Lou … 88 and counting
WHO: Carson Valley Table Tennis Club
WHEN: Senior group, 10:30 a.m.-noon on Tuesday; regular group 7-9 p.m. Monday, Wednesday and Friday, and 12:30-2 p.m. Saturday
WHERE: Douglas County Community and Senior Center
SPECIAL EVENT: Four-club match on Nov. 7 at 10 a.m. when Reno/Sparks, Carson City, South Lake Tahoe and Carson Valley play for the “Bragging Rights” trophy.
NOTE: The Carson Valley Tennis Club is sponsored by the Young at Heart Senior Citizen Club
Vanderlinden — known as “Lou” by her friends — took up tennis as a sport at age 35 and continued to play for nearly a half-century before she switched to table tennis.
“I played competitively from the very start until I was about 80 and then I switched to table tennis … I’ve had two hips replaced,” she said. “But I enjoy table tennis so much more because it’s a faster game. I think this is the greatest sport for people to play throughout their lives.”
She previously enjoyed success in Northern California Tennis Association age group play, including nine singles rankings in the 50- and 55-year old age group divisions between 1978 and ‘87. At one point, she was ranked No. 3 in women’s 50 singles for Northern California.
“I’ve played competitively all my life and enjoyed it so much,” Vanderlinden said. “I’ve met a lot of people. It was an adventure.”
Was an adventure? Just watch how quick her hands and reflexes are and you can see why she has no intention of stopping anytime soon.
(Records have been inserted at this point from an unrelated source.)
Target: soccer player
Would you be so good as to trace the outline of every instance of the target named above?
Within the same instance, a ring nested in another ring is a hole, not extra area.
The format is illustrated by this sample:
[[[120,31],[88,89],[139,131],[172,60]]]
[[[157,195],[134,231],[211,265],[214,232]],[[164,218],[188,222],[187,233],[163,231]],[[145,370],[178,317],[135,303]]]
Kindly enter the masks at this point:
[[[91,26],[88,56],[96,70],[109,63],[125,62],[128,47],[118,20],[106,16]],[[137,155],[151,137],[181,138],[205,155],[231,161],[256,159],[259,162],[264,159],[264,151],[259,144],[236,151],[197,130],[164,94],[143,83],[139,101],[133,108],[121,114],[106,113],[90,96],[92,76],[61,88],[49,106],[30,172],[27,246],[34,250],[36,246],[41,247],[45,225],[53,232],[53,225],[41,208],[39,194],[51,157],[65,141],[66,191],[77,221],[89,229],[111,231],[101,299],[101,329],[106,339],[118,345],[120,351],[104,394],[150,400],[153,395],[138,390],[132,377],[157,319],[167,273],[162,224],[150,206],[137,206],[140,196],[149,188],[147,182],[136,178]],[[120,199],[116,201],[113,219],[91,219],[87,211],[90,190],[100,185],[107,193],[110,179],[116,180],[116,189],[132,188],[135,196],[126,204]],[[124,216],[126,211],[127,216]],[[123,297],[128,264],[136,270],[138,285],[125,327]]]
“Heavens no,” she replied immediately. “As long as I can do it, I’m doing it. I think when you stop, you’ve given up. I mean, this enriches my life, enriches my ability to meet people. I just love people and I love athletics.”
In 1994, she won a gold medal in doubles at what is now known as the Huntsman World Senior Games in St. George, Utah. That achievement enabled her to travel to San Antonio, which represents her longest trip for competition. Vanderlinden’s one regret is that her husband of 44 years, Chuck, passed away before she won that gold medal.
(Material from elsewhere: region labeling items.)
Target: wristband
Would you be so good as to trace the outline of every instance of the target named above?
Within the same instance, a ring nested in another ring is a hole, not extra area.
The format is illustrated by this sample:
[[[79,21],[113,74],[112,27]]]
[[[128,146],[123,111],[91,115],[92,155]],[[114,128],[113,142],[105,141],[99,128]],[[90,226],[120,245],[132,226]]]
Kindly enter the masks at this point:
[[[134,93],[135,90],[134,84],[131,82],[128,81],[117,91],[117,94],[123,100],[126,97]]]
“He always enjoyed going to the tournaments and watching me play,” she said.
Vanderlinden credits her passion for tennis and now table tennis — not to mention her quick hands and reflexes — to the days of her youth growing up in San Francisco.
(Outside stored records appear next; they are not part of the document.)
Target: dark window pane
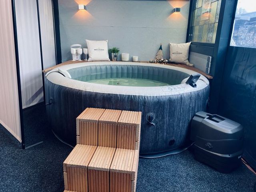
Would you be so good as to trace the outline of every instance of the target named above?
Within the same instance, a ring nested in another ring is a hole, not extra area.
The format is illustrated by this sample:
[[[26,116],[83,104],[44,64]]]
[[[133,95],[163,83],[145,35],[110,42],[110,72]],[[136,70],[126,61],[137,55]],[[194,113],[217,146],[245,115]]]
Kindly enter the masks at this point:
[[[256,48],[255,0],[238,0],[230,46]]]

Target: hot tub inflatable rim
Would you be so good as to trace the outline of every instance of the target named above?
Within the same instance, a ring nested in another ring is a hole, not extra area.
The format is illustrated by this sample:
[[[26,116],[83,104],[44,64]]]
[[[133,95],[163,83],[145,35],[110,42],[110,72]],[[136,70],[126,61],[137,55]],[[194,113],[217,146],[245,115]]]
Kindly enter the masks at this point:
[[[100,93],[144,96],[160,96],[178,94],[198,91],[205,88],[209,85],[208,80],[202,75],[201,75],[199,79],[196,82],[197,86],[196,88],[192,87],[190,85],[184,83],[188,78],[184,79],[180,84],[163,86],[136,87],[102,85],[72,79],[70,78],[70,74],[67,71],[68,70],[71,69],[81,67],[109,65],[138,66],[161,68],[178,71],[186,73],[188,75],[198,73],[195,71],[184,68],[160,64],[132,62],[90,62],[60,66],[47,72],[45,75],[45,77],[50,82],[55,84],[79,90]]]

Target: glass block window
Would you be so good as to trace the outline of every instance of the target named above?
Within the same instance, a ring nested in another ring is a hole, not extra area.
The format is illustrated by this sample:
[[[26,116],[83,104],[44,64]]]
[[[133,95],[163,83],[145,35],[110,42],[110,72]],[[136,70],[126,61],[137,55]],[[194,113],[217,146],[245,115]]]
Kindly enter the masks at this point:
[[[255,0],[238,0],[230,46],[256,48]]]
[[[214,43],[221,0],[195,0],[190,41]]]

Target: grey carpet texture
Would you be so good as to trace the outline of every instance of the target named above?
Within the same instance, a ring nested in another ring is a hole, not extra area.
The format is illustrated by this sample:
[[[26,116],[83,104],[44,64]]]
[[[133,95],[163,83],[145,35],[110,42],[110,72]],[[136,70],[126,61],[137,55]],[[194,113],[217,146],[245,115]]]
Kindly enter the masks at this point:
[[[42,109],[35,118],[44,118],[44,106],[37,107]],[[25,125],[25,128],[37,130],[26,136],[35,139],[27,140],[36,142],[37,138],[44,143],[26,150],[0,125],[0,192],[63,191],[62,163],[72,148],[55,137],[47,122],[36,126],[36,122],[32,127],[33,123]],[[140,158],[136,192],[253,192],[256,182],[256,176],[244,165],[230,174],[220,173],[194,160],[187,150],[155,159]]]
“I used to play out in the streets as a kid … my mother and father would look out the window and watch me,” she said. “That was always fun. The boys at first made fun of me because I wasn’t playing with the girls, and I thought to myself, ‘I’m going to show you.’ And I did.”
Later, her interest in sports took a backseat while she worked to graduate from San Jose State University with a general business degree.
“I was busy studying in college,” she said. “I didn’t have time for it in college.”
Now a mother of three (one has son passed away) with two grandchildren and one great-grandson, Vanderlinden has only positive thoughts when looking back on her life. Give credit to all those tennis matches — and now table tennis.
“I consider myself very fortunate,” she said. “What a great life I’ve lived. I’ve been well, I’ve been active and I’ve done what I wanted.”